Abbey’s book always seemed an obvious one to me. A cult favorite since its publication in 1975, it seemed tailor-made for the screen. Four eccentric characters, fed up with what they see as the exploitative development of the wilderness, begin “monkey-wrenching” development projects by destroying bulldozers, trains and other construction equipment. The book is rumored to have been a major influence on the more activist / destructive side of the environmental movement. So you’d think that a film version would be a good thing, right?
Well, it turns out that a film is in development, and not everyone’s happy about it. According to the web site Cold Splinters, the cast includes Matthew McConaughey, Jack Nicholson, Richard Dreyfuss, John Goodman, and Elizabeth Shue. The director is apparently Catherine Hardwicke, who directed Thirteen and most recently Twilight.
Since the distinctive mark of Abbey’s writing is the gloriication of individualism, there’s a certain irony in having TMG be the subject of a big-budget film.
“Pardon my sinking feeling,” wrote Phil Houtz in a blog post at Backcountry.com. “Can the scriptwriting-production-blender process possibly retain the quintessential Abbey that we saw in Lonely Are the Brave? … For my money, I’d like to see (a) good low-budget indie adaptation of Desert Solitaire.”
On a side note, Desert Solitaire is one of my favorite books of all time. I’ll have to re-read it — and write about it — shortly. It’s been too long.
Buchwald’s writing is something I only discovered last year. Boy, had I missed out for some time. The story of Buchwald’s time in the 1950s as a reporter for the International Herald Tribune is so full of anecdotes, description and brilliant vignettes that it admittedly would take a talented screenwriter to develop a coherent theme. Yet the moments are there, as in this excerpt when Buchwald describes the IHT office:
One of the biggest safety hazards was the toilet seat in the men’s room, which had a serious crack. No matter where you sat you got painfully pinched by it.

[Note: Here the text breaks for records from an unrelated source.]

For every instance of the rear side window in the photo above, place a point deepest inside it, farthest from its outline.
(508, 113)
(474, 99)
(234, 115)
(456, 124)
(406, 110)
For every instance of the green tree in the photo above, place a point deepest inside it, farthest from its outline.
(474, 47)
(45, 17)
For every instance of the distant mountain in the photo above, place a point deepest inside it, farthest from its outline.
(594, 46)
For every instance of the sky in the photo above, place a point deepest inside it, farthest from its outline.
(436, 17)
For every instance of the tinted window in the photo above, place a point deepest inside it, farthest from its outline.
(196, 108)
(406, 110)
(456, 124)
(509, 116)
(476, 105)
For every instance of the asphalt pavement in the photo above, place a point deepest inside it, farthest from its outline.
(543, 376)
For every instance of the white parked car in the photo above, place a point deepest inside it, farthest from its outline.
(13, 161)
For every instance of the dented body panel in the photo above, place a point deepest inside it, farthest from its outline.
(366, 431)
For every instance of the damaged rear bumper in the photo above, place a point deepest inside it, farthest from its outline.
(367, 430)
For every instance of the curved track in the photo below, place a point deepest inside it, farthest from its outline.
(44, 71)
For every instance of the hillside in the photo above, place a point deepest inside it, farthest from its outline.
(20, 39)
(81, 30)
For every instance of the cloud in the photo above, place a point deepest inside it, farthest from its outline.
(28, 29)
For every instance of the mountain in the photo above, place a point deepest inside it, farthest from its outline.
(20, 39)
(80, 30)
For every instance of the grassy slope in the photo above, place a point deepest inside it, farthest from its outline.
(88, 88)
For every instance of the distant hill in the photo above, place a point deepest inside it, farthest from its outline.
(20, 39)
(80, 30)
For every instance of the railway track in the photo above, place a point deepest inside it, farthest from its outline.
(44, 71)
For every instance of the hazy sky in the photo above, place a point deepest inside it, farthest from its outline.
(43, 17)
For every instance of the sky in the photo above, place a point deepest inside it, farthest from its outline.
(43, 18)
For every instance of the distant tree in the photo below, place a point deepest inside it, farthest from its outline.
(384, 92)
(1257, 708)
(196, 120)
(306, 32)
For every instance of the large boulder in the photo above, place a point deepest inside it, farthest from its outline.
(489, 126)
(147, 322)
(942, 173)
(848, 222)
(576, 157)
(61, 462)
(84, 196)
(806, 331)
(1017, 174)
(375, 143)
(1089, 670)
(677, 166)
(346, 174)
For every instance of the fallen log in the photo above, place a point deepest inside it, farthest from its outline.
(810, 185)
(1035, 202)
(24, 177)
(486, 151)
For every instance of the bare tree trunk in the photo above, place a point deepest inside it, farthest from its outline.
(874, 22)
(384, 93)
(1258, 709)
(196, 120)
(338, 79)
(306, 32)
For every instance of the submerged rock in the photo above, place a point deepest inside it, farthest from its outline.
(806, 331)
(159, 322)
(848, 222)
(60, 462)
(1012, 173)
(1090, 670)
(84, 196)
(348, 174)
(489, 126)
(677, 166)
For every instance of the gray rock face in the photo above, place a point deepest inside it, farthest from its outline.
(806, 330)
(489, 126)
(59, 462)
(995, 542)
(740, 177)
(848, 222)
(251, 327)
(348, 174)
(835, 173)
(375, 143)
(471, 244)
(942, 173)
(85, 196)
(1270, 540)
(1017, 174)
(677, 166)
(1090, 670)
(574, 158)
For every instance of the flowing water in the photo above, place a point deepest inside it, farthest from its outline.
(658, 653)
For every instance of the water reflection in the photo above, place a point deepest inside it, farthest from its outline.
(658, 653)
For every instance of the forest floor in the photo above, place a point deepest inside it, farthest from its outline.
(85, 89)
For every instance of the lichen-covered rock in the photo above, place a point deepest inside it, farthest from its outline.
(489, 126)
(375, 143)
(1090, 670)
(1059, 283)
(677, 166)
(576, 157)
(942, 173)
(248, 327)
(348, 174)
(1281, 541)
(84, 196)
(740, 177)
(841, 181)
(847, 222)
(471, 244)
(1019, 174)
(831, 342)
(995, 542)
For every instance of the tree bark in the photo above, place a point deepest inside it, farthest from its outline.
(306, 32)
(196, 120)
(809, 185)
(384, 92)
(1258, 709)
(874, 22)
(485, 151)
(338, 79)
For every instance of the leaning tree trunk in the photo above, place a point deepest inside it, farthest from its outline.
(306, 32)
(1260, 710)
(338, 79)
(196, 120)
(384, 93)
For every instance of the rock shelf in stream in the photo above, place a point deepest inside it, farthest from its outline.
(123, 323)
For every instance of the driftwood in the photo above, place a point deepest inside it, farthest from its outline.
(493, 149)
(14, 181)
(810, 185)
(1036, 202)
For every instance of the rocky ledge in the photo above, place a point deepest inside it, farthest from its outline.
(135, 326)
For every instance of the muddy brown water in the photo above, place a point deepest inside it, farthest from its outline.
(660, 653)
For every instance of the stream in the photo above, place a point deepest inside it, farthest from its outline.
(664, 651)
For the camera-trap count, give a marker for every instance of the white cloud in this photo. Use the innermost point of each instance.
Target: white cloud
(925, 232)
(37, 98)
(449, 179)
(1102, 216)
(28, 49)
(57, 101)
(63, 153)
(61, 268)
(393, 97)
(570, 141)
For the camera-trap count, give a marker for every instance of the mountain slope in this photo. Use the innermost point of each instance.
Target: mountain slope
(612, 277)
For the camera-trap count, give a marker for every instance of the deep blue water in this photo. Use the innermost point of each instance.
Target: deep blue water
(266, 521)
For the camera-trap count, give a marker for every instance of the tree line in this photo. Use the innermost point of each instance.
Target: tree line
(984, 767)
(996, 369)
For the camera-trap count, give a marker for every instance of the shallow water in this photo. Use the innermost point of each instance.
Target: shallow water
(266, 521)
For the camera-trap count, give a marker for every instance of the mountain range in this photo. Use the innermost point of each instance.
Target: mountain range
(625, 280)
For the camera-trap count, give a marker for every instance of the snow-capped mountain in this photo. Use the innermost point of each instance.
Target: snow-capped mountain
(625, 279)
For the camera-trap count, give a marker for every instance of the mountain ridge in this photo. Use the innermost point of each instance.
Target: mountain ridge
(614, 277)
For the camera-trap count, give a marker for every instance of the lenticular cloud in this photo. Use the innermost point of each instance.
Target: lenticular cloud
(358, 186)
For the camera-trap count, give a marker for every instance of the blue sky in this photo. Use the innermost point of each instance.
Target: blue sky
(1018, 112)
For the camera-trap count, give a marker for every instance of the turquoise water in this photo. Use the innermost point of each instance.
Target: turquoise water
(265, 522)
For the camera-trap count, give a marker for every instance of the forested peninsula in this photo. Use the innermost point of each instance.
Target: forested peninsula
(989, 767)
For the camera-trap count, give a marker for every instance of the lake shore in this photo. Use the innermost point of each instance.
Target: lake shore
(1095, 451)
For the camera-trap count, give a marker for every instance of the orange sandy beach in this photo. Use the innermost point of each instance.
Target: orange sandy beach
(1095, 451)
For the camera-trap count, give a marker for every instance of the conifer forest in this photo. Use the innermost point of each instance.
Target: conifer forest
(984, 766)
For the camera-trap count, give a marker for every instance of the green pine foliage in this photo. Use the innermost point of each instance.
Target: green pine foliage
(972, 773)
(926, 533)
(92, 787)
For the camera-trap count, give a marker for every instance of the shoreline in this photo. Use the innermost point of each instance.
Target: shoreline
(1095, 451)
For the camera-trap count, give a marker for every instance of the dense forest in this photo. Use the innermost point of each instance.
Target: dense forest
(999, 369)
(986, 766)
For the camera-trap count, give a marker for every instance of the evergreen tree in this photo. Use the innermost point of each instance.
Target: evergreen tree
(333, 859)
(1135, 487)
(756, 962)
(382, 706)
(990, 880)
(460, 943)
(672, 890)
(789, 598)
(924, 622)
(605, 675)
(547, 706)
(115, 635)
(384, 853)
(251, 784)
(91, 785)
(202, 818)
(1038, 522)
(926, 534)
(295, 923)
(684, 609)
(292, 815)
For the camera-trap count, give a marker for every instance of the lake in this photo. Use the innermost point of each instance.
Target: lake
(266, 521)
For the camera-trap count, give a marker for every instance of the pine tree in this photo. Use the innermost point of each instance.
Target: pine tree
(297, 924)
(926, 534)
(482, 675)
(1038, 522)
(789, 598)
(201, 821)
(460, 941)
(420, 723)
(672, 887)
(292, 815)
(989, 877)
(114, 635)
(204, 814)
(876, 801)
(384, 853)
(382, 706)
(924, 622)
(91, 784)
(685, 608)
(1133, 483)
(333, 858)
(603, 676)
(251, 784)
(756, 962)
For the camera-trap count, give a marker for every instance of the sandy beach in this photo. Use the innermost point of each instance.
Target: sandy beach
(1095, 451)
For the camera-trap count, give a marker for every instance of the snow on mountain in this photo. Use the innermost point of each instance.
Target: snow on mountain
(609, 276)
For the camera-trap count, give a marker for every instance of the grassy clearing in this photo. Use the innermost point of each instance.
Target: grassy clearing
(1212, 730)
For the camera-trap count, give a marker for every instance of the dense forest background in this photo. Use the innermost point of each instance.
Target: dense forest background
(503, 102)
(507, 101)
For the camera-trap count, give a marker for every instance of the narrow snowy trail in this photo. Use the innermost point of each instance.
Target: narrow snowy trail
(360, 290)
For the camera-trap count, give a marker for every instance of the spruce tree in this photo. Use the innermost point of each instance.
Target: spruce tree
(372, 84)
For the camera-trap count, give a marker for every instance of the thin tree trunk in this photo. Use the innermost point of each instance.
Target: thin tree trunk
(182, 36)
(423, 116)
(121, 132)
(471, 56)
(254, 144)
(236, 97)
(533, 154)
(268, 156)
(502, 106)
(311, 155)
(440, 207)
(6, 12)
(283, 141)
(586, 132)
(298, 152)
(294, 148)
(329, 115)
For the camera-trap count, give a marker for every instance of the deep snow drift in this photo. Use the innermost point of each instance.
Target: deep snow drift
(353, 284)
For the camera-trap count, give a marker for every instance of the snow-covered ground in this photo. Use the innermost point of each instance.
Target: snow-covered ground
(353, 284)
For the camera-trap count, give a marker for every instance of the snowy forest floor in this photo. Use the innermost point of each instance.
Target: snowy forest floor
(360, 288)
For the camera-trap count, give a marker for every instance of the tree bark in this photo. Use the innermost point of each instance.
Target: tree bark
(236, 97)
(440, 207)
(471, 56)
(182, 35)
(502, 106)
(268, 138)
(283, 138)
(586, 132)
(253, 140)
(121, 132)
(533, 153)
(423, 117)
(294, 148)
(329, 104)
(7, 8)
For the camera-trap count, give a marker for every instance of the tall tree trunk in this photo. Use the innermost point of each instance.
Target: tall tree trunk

Some of the best writing I did on the Trib was the memos I wrote to everyone about that seat… ‘How can you expect to put out a newspaper,’ I pleaded with the powers that be, ‘when every time your reporters sit dwn in the men’s room, they scream in agony? This seat, installed during the early days of World War One, has given pain to generations of journalists. the Herald Tribune, which fights against all forms of torture, is committing its own by not replacing the cracked throne. We are not asking for new presses or even new typewriters, though God knows we need both. But it is our asses we are fighting for, and management has a duty to preserve them if they want to preserve a fine newspaper’… the letters marked me as a possible union organizer.